DeepRec-AI/DeepRec

Parquet dataset reader throw InternalError: Read uninitialized Dataset variant.

Opened this issue · 1 comments

Here is my test code

import tensorflow as tf
from tensorflow.python.data.experimental.ops import parquet_dataset_ops
s = tf.Session()
ds = parquet_dataset_ops.ParquetDataset('test.parquet', batch_size=10)
dataset_output_types = tf.data.get_output_types(ds)
dataset_output_shapes = tf.data.get_output_shapes(ds)
iterator = tf.data.Iterator.from_structure(dataset_output_types, dataset_output_shapes)
init_op = iterator.make_initializer(ds)
s.run(init_op)
s.run(iterator.get_next())

following is the full log

Traceback (most recent call last):
  File "/app/anaconda3/lib/python3.8/site-packages/tensorflow_core/python/client/session.py", line 1374, in _do_call
    return fn(*args)
  File "/app/anaconda3/lib/python3.8/site-packages/tensorflow_core/python/client/session.py", line 1358, in _run_fn
    return self._call_tf_sessionrun(options, feed_dict, fetch_list,
  File "/app/anaconda3/lib/python3.8/site-packages/tensorflow_core/python/client/session.py", line 1450, in _call_tf_sessionrun
    return tf_session.TF_SessionRun_wrapper(self._session, options, feed_dict,
tensorflow.python.framework.errors_impl.InternalError: Read uninitialized Dataset variant.
         [[{{node IteratorGetNext}}]]

During handling of the above exception, another exception occurred:

Traceback (most recent call last):
  File "test.py", line 10, in <module>
    s.run(iterator.get_next())
  File "/app/anaconda3/lib/python3.8/site-packages/tensorflow_core/python/client/session.py", line 964, in run
    result = self._run(None, fetches, feed_dict, options_ptr,
  File "/app/anaconda3/lib/python3.8/site-packages/tensorflow_core/python/client/session.py", line 1188, in _run
    results = self._do_run(handle, final_targets, final_fetches,
  File "/app/anaconda3/lib/python3.8/site-packages/tensorflow_core/python/client/session.py", line 1367, in _do_run
    return self._do_call(_run_fn, feeds, fetches, targets, options,
  File "/app/anaconda3/lib/python3.8/site-packages/tensorflow_core/python/client/session.py", line 1393, in _do_call
    raise type(e)(node_def, op, message)
tensorflow.python.framework.errors_impl.InternalError: Read uninitialized Dataset variant.
         [[node IteratorGetNext (defined at /app/anaconda3/lib/python3.8/site-packages/tensorflow_core/python/framework/ops.py:1748) ]]
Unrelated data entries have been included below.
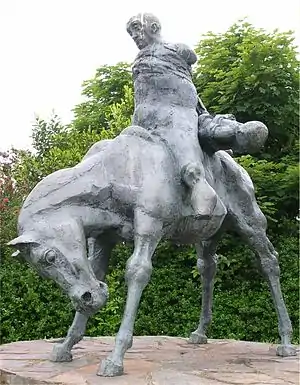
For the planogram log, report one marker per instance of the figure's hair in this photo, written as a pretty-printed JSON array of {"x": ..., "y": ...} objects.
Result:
[{"x": 145, "y": 18}]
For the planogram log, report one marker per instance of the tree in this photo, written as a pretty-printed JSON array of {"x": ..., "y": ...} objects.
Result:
[
  {"x": 105, "y": 89},
  {"x": 254, "y": 75}
]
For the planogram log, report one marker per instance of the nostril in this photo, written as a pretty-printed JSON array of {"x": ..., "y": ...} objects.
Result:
[{"x": 87, "y": 297}]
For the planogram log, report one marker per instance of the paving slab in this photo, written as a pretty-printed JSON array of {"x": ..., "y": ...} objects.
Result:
[{"x": 151, "y": 361}]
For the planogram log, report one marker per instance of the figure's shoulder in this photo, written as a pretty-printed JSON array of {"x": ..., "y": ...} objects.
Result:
[{"x": 187, "y": 53}]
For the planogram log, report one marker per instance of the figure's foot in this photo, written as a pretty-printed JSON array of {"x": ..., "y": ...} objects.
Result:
[
  {"x": 286, "y": 351},
  {"x": 60, "y": 354},
  {"x": 196, "y": 338},
  {"x": 110, "y": 369}
]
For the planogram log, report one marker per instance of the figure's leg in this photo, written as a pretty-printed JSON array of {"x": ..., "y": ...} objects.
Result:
[
  {"x": 207, "y": 266},
  {"x": 98, "y": 252},
  {"x": 183, "y": 141},
  {"x": 253, "y": 229},
  {"x": 138, "y": 271}
]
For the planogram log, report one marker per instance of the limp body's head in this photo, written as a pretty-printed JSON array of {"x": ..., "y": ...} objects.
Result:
[{"x": 58, "y": 252}]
Original stack trace for 'IteratorGetNext':
  File "test.py", line 10, in <module>
    s.run(iterator.get_next())
  File "/app/anaconda3/lib/python3.8/site-packages/tensorflow_core/python/data/ops/iterator_ops.py", line 425, in get_next
    flat_ret = gen_dataset_ops.iterator_get_next(
  File "/app/anaconda3/lib/python3.8/site-packages/tensorflow_core/python/ops/gen_dataset_ops.py", line 3683, in iterator_get_next
    _, _, _op = _op_def_lib._apply_op_helper(
  File "/app/anaconda3/lib/python3.8/site-packages/tensorflow_core/python/framework/op_def_library.py", line 792, in _apply_op_helper
    op = g.create_op(op_type_name, inputs, dtypes=None, name=scope,
  File "/app/anaconda3/lib/python3.8/site-packages/tensorflow_core/python/util/deprecation.py", line 507, in new_func
    return func(*args, **kwargs)
  File "/app/anaconda3/lib/python3.8/site-packages/tensorflow_core/python/framework/ops.py", line 3360, in create_op
    return self._create_op_internal(op_type, inputs, dtypes, input_types, name,
  File "/app/anaconda3/lib/python3.8/site-packages/tensorflow_core/python/framework/ops.py", line 3422, in _create_op_internal
    ret = Operation(
  File "/app/anaconda3/lib/python3.8/site-packages/tensorflow_core/python/framework/ops.py", line 1748, in __init__
    self._traceback = tf_stack.extract_stack()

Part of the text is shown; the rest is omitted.